In an attempt to bring some sort of clarity, BBC Scotland spoke to national clinical director Professor Jason Leitch to try and debunk some mistruths, clarify grey areas, and challenge some of those anomalies...
Are you content the football protocols are working?
Plans put in place to enable football to return in June have, for the most part, worked. Six of the 12 Scottish Premiership clubs have had players or staff self-isolate but widespread outbreaks had been avoided until six positive tests were returned by Kilmarnock last week.
"I think the sector has done a great job. There have been positive cases in elite football - as there have been in other sectors - because this is a cunning virus. It finds its way in.
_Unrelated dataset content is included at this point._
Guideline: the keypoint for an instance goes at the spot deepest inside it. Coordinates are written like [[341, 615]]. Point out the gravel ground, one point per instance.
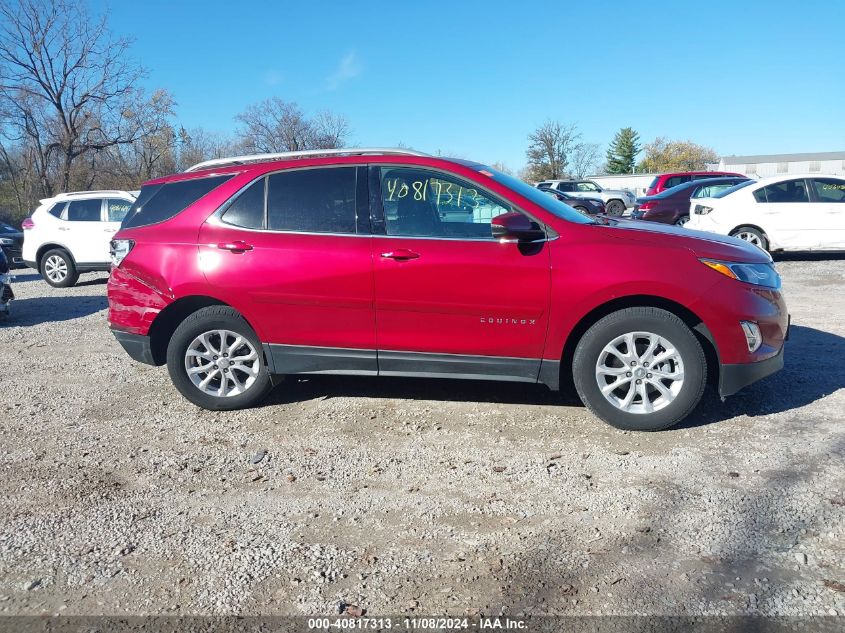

"The single most important tool we have for now is human behaviour so keeping yourself apart from other households is the biggest thing you can do. That's whether you're Kilmarnock's goalkeeper, St Mirren's centre-half or a waitress in a pub.
"Sport in the main have done that really well. Everything I've seen is exemplary."
Why were Kilmarnock's squad told to self-isolate?
The entire Kilmarnock squad is self-isolating for 14 days after six positive tests in the past week and the club could face sanctions if they are found to have breached Covid protocols.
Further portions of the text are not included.